The conditions for a free, fair and functional stock market are:
1. There are many participants
2. No very small sub set of participants accounts for a large share of transactions, so systemic gaming of the market is not possible
3. The majority of participants have access to relevant information at the same time with the same convenience and at the same vanishingly small cost
4. Information processing and transacting capacities of most of the participants are quite similar , so there is no systemic asymmetry in in acquiring, metabolizing and acting on relevant information
5 Disinformation or false information is rapidly identified, isolated and rejected by most of the participants with the same speed and facility and purveyors of such information are tagged and ostracised
In the US equity markets, these conditions are far more breached than honored. A very small subset of participants accounts for most of the transactions; information acquisition,filtering,processing and transactional capabilities are hugely and enduringly asymmetric. The assymetry has grown enormously with unequal access to and use of leverage, complex computer domiciled algorithms and the force multiplying power of the internet. In addition, disinformation and false information is often not separable from truth for the small/retail investor or investor agent.

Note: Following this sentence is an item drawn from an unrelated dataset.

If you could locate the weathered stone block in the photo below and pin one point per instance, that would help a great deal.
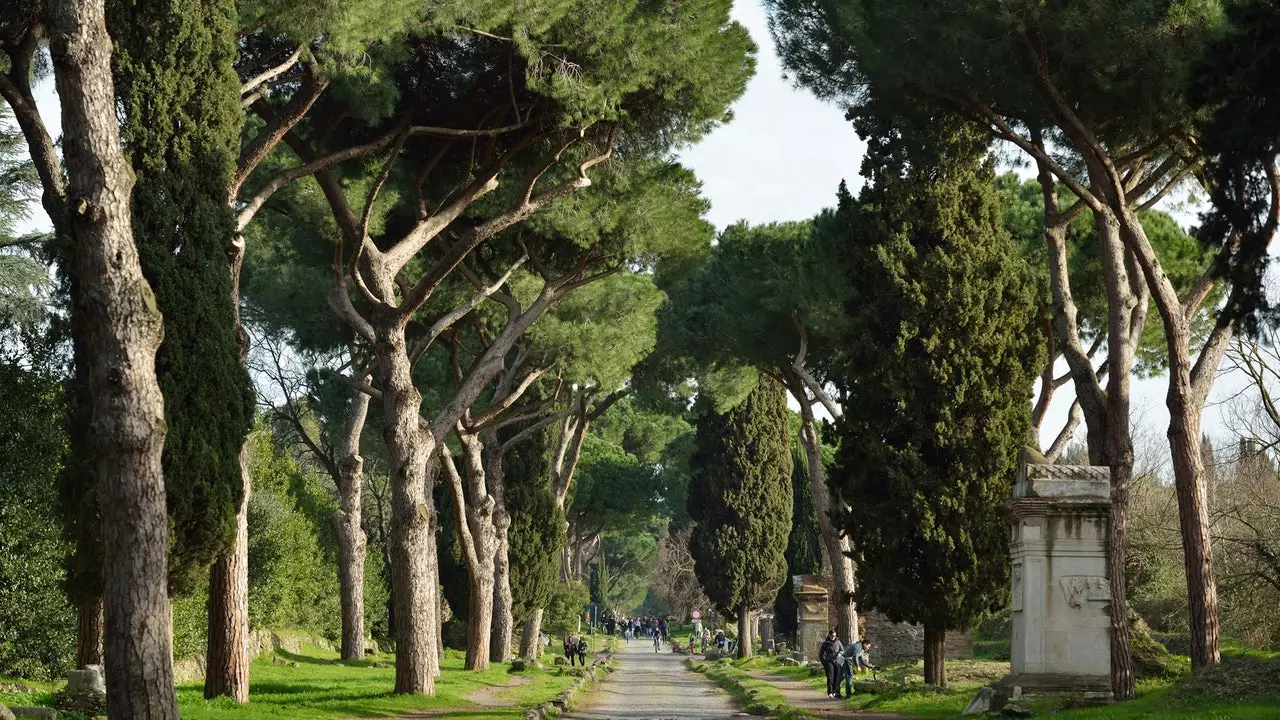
(91, 678)
(979, 705)
(1060, 593)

Moreover,the very existence of professional equity, credit , currency, commodity and market analysts( in free, fair and atomistic etc markets such people could not make enough money to buy lunch much less mansions) should be a source of alarm, not comfort to middle class investors. These analysts are mostly in the employ of Big Money and Big Media( they have obvious, demanding and ruthless Masters.....). They are provided a privileged platform at the intersection of Big Money and Big Media. The platform ,in turn, leads to potent global reach, in itself, a source of asymmetry.
The analysts are supposedly honest gatekeepers to the truth( the gatekeeper role clearly creates sustained, expolitable, temporal assymetry for the Masters, at a minimum). In fact, as authors and commenters on SA have noted repeatedly, several of the most avidly marketed analysts are, themselves, a source of misinformation and disinformation and therefore,instead of being tools of risk management for the middle class investor are generators of risk and channels of risk shifting from the few to the many. The more middle class investors outsource information acquisition, analysis and decision making to these analysts the more peril they create for themselves.
US equity markets have Masters. These Masters view the small/retail direct or mediated investor the way hyenas view young, ailing or wounded herd animals.